DECOUVERTES ET INVENTIONS.

M. Champollion, jeune, qui ta s’embarquer à Marseilles pour l’Egypte, ayant examiné une précieuse collection de manuscrits, en la possession de M. Sallier, habitant d’Aix, a découvert deux rouleaux de papyrus contenant “L’Histoire et les Guerres du règne de Sesostris le Grand.” Ces manuscrits sont datés de la neuvième année du règne de ce monarque! Sésostris Rhames, ou le Grand, suivant les calculs des chronologistes allemans, vivait du temps de Moyse, et était fils, à ce qu’on suppose, du Pharaon qui périt dans la Mer Rouge, en poursuivant les Israélites. Ce document remarquable, qu’après un laps de près de trois mille ans, M. Champollion a découvert, comme par miracle, peut contenir des détails dont on imagine l’intérêt, sur quelques uns des grands incidens de l’histoire sacrée.

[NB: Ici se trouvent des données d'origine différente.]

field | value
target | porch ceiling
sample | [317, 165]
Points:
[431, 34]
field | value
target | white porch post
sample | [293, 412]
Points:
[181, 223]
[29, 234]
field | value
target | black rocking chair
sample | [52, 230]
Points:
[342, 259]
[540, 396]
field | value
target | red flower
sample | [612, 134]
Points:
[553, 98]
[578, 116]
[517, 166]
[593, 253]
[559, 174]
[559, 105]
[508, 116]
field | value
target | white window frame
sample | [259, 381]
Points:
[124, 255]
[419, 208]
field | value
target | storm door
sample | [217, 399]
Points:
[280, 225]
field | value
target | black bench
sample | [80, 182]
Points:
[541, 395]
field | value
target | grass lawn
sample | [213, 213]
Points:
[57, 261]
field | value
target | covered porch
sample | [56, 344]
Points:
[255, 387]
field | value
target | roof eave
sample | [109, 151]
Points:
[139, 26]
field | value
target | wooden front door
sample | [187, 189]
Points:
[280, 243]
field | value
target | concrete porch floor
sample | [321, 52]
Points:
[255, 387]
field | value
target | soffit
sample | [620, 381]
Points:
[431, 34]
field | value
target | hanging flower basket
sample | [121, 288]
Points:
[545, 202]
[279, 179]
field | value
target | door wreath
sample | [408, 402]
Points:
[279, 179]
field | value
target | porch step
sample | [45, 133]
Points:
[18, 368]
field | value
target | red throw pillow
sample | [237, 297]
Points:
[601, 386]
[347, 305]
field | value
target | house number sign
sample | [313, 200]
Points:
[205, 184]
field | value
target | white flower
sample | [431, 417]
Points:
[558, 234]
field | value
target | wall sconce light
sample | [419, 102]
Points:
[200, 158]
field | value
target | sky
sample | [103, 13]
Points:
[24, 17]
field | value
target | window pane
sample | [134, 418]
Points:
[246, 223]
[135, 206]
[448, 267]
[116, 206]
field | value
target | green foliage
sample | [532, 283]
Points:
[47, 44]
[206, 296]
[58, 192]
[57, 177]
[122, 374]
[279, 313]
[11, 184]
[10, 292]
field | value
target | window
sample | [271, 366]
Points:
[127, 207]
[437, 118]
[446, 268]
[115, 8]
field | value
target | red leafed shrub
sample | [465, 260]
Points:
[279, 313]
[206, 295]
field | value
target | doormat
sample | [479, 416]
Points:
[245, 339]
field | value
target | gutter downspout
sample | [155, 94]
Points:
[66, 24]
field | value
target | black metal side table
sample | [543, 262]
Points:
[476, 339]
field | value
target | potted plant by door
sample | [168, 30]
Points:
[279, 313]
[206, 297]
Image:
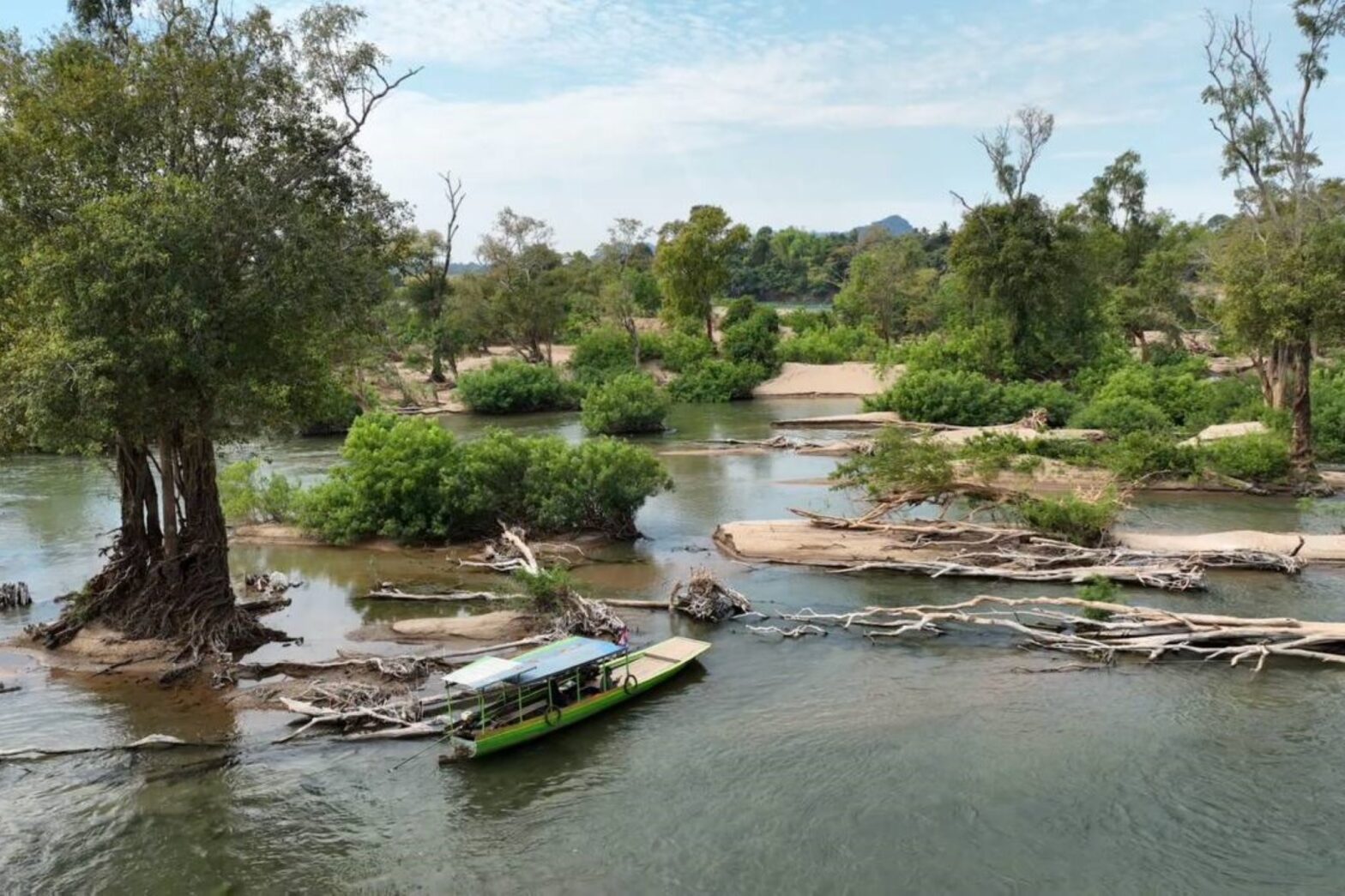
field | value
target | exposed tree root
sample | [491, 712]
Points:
[708, 599]
[1105, 630]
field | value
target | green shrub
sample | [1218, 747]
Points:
[601, 354]
[1262, 458]
[682, 352]
[629, 404]
[1329, 413]
[831, 346]
[1021, 399]
[412, 480]
[653, 345]
[248, 496]
[956, 397]
[1099, 590]
[715, 381]
[1120, 415]
[753, 340]
[1071, 517]
[900, 461]
[739, 310]
[1141, 454]
[516, 387]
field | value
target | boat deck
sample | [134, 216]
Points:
[660, 657]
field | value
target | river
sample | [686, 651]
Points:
[819, 766]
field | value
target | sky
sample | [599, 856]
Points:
[823, 116]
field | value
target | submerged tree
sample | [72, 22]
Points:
[693, 262]
[186, 240]
[1281, 262]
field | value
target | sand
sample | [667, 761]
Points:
[849, 378]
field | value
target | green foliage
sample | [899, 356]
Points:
[753, 340]
[629, 404]
[682, 352]
[412, 480]
[1028, 271]
[691, 262]
[547, 588]
[970, 400]
[1099, 590]
[248, 496]
[830, 345]
[1120, 415]
[601, 354]
[516, 387]
[949, 397]
[1329, 413]
[900, 463]
[1072, 518]
[1261, 458]
[717, 380]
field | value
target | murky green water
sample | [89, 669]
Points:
[815, 766]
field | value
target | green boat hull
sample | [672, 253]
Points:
[577, 712]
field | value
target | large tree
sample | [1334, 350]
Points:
[691, 262]
[186, 240]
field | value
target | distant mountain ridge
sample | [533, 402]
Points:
[896, 225]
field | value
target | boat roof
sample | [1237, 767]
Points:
[486, 671]
[561, 655]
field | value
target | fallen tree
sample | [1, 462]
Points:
[963, 548]
[708, 599]
[1105, 630]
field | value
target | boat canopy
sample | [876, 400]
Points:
[564, 655]
[486, 671]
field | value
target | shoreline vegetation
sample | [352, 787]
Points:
[220, 267]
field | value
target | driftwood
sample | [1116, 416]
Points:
[706, 598]
[1105, 630]
[963, 548]
[151, 742]
[798, 631]
[388, 592]
[14, 595]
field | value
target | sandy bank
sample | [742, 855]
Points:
[1314, 548]
[849, 378]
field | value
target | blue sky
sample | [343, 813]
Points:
[818, 115]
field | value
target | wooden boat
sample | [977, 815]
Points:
[495, 704]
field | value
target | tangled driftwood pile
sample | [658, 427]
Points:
[708, 599]
[947, 548]
[1103, 630]
[14, 595]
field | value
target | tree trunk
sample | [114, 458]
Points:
[1301, 444]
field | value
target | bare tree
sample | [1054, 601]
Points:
[1034, 128]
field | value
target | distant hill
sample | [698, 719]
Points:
[896, 225]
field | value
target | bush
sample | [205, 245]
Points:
[682, 352]
[601, 354]
[899, 461]
[1261, 458]
[1120, 415]
[1141, 454]
[516, 387]
[1021, 399]
[753, 340]
[1329, 413]
[943, 396]
[248, 496]
[1071, 518]
[717, 380]
[830, 346]
[740, 310]
[632, 402]
[412, 480]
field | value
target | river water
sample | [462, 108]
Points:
[818, 766]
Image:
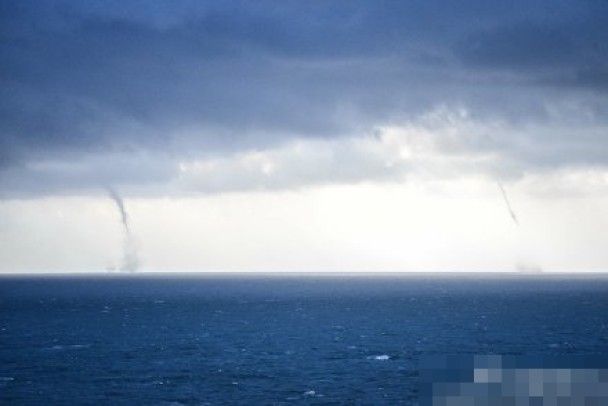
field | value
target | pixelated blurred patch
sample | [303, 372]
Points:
[466, 379]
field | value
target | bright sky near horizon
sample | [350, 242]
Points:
[303, 136]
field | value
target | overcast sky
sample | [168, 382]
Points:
[304, 135]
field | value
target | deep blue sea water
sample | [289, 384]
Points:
[270, 339]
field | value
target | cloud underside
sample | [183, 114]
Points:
[194, 97]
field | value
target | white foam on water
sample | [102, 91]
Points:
[382, 357]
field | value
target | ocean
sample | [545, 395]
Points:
[274, 339]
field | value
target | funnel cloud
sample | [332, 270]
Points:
[508, 204]
[130, 260]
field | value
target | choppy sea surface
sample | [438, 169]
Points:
[211, 339]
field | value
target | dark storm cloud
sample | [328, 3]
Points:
[86, 79]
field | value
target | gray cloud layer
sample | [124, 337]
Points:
[171, 81]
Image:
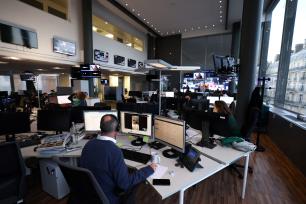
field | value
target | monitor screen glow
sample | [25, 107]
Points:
[63, 99]
[92, 119]
[170, 132]
[136, 123]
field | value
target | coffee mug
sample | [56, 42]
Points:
[155, 158]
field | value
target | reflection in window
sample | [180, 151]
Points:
[277, 23]
[108, 30]
[297, 68]
[57, 8]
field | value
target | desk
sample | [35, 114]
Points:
[211, 166]
[223, 155]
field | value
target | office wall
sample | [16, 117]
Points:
[198, 51]
[115, 47]
[46, 26]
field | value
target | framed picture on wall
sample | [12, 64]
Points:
[101, 56]
[132, 63]
[119, 60]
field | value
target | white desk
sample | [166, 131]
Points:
[182, 178]
[223, 155]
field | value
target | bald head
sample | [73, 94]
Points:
[109, 124]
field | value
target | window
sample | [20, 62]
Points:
[57, 8]
[108, 30]
[277, 22]
[297, 67]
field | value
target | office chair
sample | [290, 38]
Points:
[12, 174]
[246, 131]
[84, 187]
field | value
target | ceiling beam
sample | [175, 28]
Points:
[128, 13]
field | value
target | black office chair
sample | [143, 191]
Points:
[84, 187]
[246, 131]
[12, 174]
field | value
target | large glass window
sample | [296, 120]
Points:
[277, 22]
[58, 8]
[296, 85]
[108, 30]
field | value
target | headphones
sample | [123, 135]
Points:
[106, 126]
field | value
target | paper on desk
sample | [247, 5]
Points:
[159, 172]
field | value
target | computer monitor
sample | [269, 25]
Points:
[54, 120]
[227, 99]
[169, 94]
[14, 122]
[92, 119]
[136, 123]
[63, 99]
[170, 132]
[212, 99]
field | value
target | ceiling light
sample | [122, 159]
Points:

Le 2 de ce mois, la Société Académique d’Aix a reçu le rapport de M. Sallier relativement à cette découverte. Il a été découvert un troisième rouleau, qui traite ou de l’astronomie ou de l’astrologie, mais plus probablement de ces deux sciences combinées. Il n’a pas encore été ouvert; mais on espère qu’il jettera de nouvelles lumières sur les notions qu’avaient du système céleste les Egyptiens et les Chaldéens, les premiers peuples qui se soient dévoués à cette étude.—Journal Français.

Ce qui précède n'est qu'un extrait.